In Georgia, most employment is considered “at-will” when there is no employment contract or statutory provision. At-will employment means either the employer or employee can terminate the work relationship at any given time without notice and without cause. However, the termination must not violate a specific employment law.
For example, it is illegal for an employee to be fired, demoted, treated unfairly or forced to quit due to illegal discrimination. Title VII of The Civil Rights Act of 1964, prohibits discrimination by covered employers on the basis of race, color, religion, sex or national origin. Title VII also prohibits discrimination against an individual because of his or her association with another individual of a particular race, color, religion, sex, or national origin. Other examples of illegal termination include terminating the worker to avoid paying benefits or disability pay, or firing a worker for taking pregnancy leave. Even if an employment is considered to be at-will, and employer cannot terminate an employment relationship based on illegal discrimination.

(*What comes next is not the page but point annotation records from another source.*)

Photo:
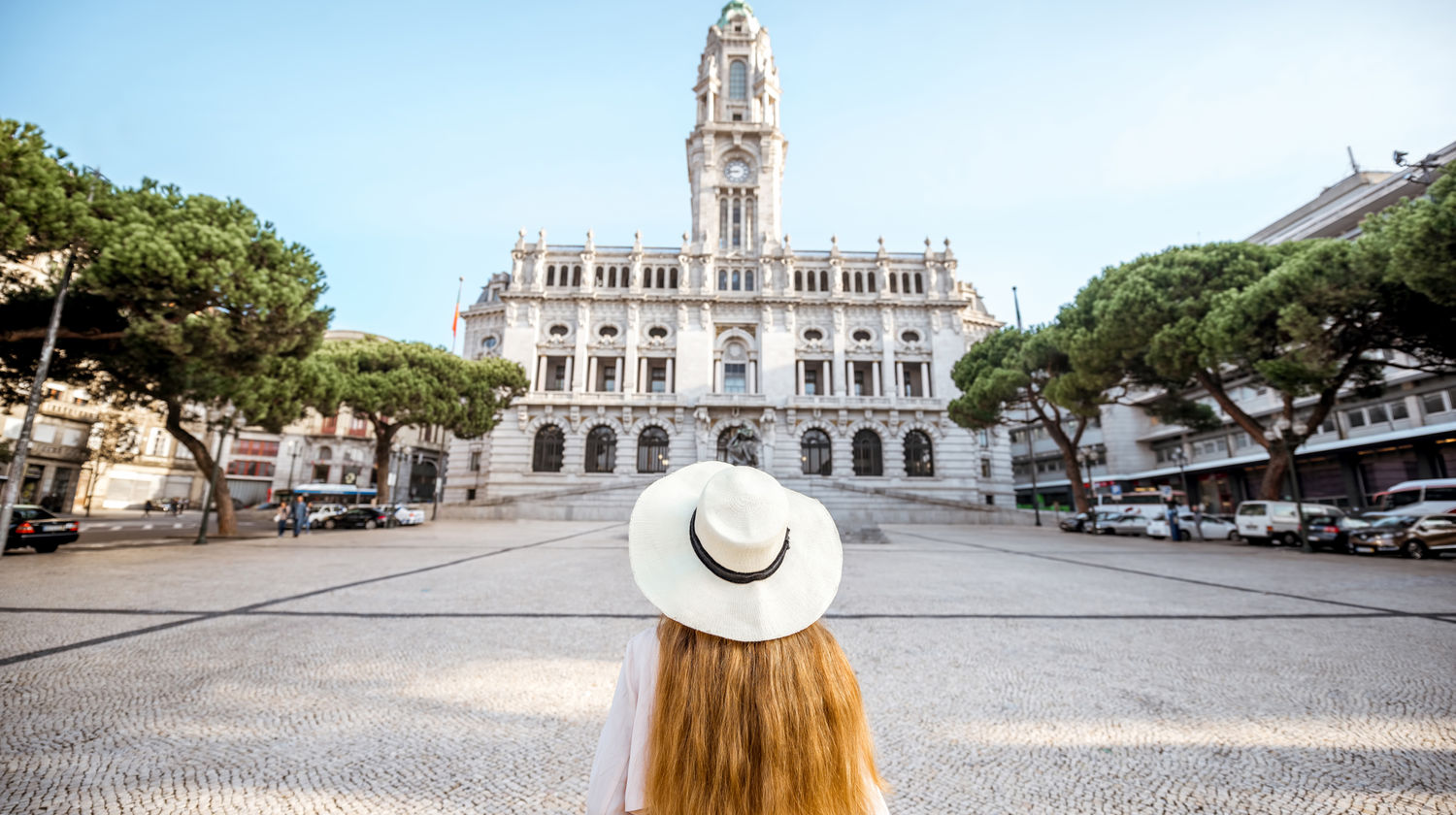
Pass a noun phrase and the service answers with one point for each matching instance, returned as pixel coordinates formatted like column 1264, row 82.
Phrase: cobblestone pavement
column 468, row 668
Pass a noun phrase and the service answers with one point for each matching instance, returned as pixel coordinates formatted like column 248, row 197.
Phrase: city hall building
column 827, row 369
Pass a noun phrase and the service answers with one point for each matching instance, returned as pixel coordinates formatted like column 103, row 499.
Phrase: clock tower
column 736, row 153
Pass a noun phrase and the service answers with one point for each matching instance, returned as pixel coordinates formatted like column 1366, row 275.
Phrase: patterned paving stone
column 468, row 668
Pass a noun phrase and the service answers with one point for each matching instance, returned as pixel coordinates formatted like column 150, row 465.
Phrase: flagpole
column 454, row 323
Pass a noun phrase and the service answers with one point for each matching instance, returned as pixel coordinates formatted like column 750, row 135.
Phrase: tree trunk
column 1273, row 483
column 226, row 517
column 383, row 441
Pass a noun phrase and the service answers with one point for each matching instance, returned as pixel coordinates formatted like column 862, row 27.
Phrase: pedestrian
column 742, row 570
column 300, row 515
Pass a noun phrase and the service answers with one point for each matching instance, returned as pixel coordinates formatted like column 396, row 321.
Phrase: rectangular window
column 736, row 377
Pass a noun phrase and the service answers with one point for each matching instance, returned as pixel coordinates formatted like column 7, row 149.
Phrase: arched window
column 722, row 441
column 737, row 81
column 814, row 453
column 546, row 454
column 919, row 462
column 652, row 451
column 602, row 450
column 868, row 460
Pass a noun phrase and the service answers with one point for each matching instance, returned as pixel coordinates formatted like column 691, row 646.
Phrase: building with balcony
column 645, row 358
column 1363, row 447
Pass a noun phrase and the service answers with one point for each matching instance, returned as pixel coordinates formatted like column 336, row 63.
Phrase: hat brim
column 680, row 587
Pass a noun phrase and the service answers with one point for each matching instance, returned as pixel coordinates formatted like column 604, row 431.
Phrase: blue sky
column 405, row 143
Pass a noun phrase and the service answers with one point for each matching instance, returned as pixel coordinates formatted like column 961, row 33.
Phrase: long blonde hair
column 757, row 728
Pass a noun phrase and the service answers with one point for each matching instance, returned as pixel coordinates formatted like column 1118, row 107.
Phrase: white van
column 1273, row 521
column 1427, row 497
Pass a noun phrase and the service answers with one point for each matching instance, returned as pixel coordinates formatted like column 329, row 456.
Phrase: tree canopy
column 398, row 384
column 1030, row 373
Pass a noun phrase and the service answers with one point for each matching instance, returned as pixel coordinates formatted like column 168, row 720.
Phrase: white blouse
column 619, row 771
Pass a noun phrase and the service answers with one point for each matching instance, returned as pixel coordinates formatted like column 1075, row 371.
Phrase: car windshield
column 1395, row 521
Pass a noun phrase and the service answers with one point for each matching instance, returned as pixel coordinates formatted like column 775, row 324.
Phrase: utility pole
column 1031, row 445
column 43, row 369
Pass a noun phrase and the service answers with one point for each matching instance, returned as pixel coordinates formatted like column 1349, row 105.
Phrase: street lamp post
column 1280, row 433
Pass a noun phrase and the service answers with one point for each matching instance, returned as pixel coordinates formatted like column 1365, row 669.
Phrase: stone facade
column 838, row 364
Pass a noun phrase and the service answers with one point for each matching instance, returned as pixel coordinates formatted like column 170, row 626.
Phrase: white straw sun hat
column 728, row 550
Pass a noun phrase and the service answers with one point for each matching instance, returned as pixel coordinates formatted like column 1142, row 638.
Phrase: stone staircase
column 853, row 506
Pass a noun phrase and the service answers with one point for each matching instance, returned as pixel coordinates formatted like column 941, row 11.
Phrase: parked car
column 38, row 529
column 1214, row 527
column 1273, row 521
column 358, row 517
column 325, row 511
column 1426, row 497
column 1123, row 523
column 1385, row 535
column 1333, row 532
column 405, row 515
column 1074, row 523
column 1430, row 538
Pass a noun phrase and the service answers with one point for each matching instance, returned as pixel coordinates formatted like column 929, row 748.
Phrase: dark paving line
column 276, row 602
column 644, row 616
column 1391, row 611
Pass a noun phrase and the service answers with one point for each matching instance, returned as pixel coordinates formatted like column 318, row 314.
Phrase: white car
column 1213, row 527
column 1273, row 521
column 322, row 511
column 410, row 515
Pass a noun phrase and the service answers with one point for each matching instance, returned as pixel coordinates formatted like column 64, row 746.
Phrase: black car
column 1385, row 535
column 1333, row 532
column 38, row 529
column 358, row 517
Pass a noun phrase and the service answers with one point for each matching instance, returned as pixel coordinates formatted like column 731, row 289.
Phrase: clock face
column 737, row 171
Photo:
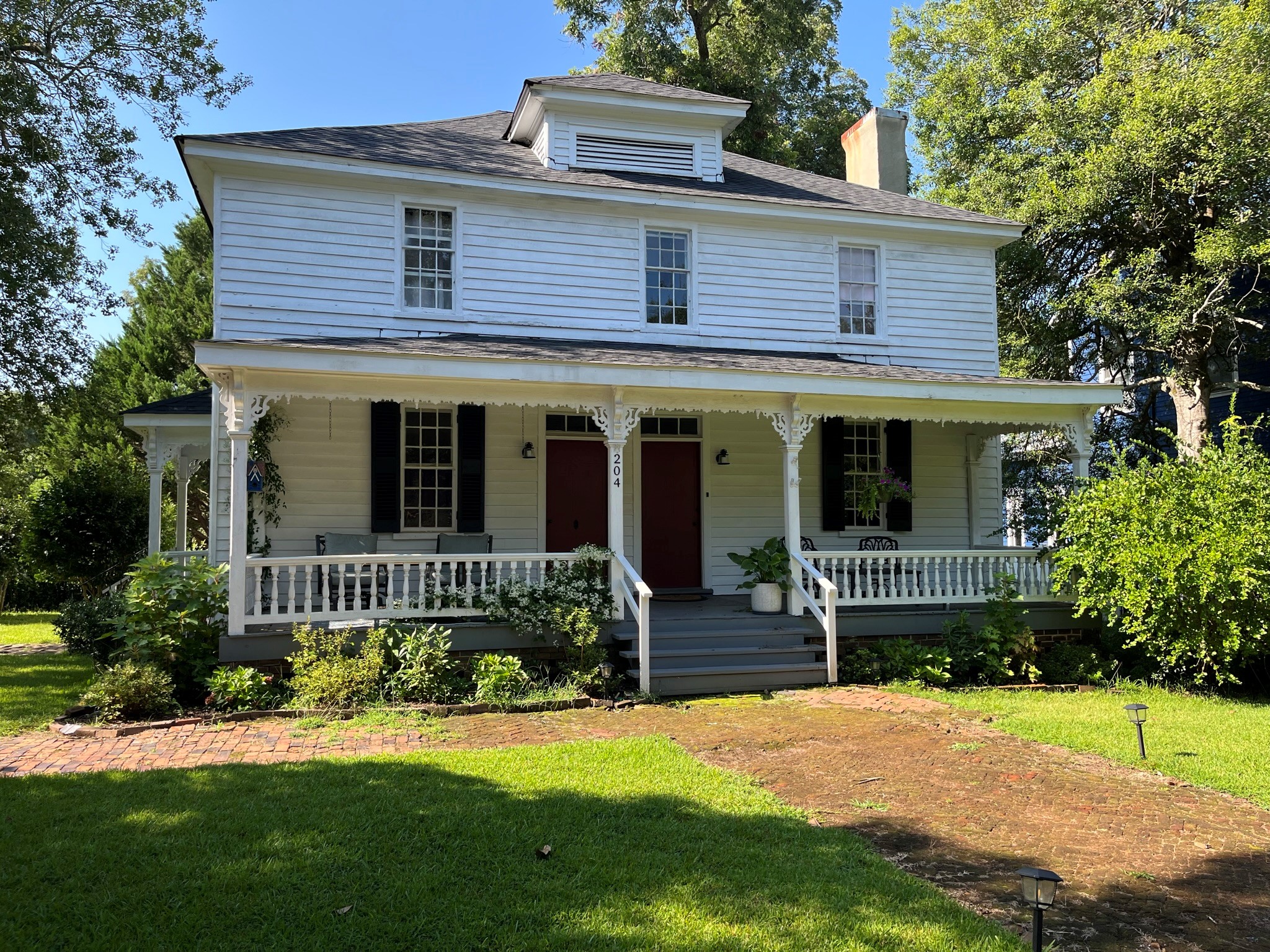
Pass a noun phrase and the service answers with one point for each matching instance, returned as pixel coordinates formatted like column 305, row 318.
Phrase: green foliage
column 425, row 669
column 531, row 609
column 327, row 673
column 174, row 617
column 88, row 524
column 1067, row 663
column 87, row 626
column 780, row 55
column 769, row 563
column 905, row 660
column 1129, row 136
column 131, row 691
column 998, row 653
column 1176, row 553
column 241, row 690
column 584, row 654
column 69, row 164
column 499, row 678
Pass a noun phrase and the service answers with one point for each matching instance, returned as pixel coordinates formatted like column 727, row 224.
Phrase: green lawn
column 1207, row 741
column 36, row 689
column 651, row 850
column 27, row 627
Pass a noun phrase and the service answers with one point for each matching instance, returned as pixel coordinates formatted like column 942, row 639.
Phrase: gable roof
column 475, row 145
column 621, row 83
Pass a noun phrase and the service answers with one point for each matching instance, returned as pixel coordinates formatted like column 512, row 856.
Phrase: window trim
column 455, row 208
column 647, row 225
column 883, row 332
column 414, row 531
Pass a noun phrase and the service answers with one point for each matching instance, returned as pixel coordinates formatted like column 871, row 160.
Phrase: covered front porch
column 672, row 466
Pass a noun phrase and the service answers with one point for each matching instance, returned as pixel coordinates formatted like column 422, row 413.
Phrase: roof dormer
column 611, row 122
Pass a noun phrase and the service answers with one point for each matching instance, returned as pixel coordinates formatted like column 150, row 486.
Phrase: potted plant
column 881, row 489
column 768, row 575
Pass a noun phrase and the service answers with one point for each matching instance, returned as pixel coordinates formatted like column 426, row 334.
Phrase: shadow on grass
column 436, row 851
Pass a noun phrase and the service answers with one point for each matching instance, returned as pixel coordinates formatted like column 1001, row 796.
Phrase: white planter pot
column 765, row 598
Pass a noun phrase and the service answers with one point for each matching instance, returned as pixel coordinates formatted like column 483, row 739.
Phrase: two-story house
column 499, row 337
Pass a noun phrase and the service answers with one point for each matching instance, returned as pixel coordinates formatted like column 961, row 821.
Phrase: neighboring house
column 510, row 334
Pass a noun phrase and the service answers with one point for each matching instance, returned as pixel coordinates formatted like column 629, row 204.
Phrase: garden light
column 1039, row 888
column 1137, row 715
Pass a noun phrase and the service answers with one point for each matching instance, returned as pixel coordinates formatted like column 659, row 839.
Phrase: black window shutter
column 471, row 469
column 385, row 466
column 833, row 499
column 900, row 460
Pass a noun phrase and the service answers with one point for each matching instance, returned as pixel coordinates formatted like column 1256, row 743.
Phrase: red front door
column 577, row 494
column 671, row 503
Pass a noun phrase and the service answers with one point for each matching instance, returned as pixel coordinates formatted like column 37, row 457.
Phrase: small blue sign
column 254, row 477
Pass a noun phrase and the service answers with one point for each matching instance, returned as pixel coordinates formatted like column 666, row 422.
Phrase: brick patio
column 1151, row 863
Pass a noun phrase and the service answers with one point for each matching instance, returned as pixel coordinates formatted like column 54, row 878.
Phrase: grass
column 437, row 851
column 36, row 689
column 27, row 627
column 1208, row 741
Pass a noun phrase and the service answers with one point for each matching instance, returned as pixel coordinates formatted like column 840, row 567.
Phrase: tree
column 780, row 55
column 69, row 163
column 1129, row 135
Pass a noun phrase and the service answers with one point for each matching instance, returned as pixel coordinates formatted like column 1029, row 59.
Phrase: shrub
column 906, row 660
column 426, row 671
column 531, row 609
column 87, row 626
column 327, row 674
column 1176, row 552
column 499, row 678
column 241, row 690
column 131, row 691
column 174, row 617
column 1067, row 663
column 88, row 526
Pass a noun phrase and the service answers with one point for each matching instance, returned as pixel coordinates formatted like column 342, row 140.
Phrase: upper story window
column 858, row 289
column 430, row 259
column 429, row 484
column 666, row 277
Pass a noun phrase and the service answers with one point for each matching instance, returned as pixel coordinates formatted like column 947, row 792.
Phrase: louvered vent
column 633, row 155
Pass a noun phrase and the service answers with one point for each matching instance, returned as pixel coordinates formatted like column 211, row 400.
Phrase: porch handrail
column 828, row 616
column 638, row 601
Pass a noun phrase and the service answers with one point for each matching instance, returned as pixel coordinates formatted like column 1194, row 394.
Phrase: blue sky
column 332, row 63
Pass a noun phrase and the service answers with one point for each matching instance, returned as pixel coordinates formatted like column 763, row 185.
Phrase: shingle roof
column 197, row 403
column 620, row 83
column 660, row 356
column 475, row 145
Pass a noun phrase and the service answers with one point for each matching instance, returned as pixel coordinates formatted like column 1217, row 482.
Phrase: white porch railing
column 337, row 588
column 638, row 599
column 933, row 576
column 809, row 586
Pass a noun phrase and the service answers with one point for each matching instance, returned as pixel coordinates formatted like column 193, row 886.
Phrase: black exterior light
column 1137, row 715
column 1039, row 889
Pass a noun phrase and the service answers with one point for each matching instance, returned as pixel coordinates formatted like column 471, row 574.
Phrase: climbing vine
column 270, row 500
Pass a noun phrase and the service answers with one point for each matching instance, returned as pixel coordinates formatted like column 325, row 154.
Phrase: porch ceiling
column 544, row 372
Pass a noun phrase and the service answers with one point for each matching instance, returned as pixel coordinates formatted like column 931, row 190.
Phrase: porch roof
column 511, row 369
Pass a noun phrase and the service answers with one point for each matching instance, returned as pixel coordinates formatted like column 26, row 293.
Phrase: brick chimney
column 876, row 151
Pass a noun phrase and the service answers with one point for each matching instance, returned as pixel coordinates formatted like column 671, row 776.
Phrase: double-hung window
column 429, row 484
column 429, row 268
column 666, row 277
column 858, row 289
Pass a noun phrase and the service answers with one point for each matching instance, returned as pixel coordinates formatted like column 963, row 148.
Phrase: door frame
column 637, row 482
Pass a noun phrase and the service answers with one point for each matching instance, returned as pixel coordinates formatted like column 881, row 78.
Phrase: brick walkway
column 1150, row 863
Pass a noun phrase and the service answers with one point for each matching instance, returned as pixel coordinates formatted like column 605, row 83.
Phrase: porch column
column 182, row 500
column 154, row 467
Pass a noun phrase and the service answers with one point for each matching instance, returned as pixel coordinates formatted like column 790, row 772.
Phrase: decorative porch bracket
column 793, row 427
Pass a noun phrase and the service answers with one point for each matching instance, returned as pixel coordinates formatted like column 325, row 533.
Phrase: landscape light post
column 1039, row 889
column 1137, row 715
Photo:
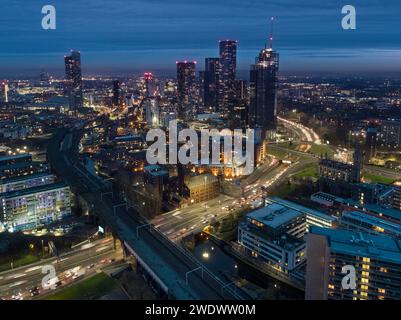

An exception to “at will” employment is when you have an employment contract. Employment contracts are allowed in Georgia and violations of an employment contract can lead to a strong wrongful termination claims or breach of contract claims. One such example is if an employee is terminated without good cause before an already agreed upon termination date in the employment contract, the employee may have a wrongful termination claim.
There are many different remedies for employees who have been terminated due to wrongful termination. Some of these remedies include being reinstated to the former job position, entitlement to back pay and injunctive remedies.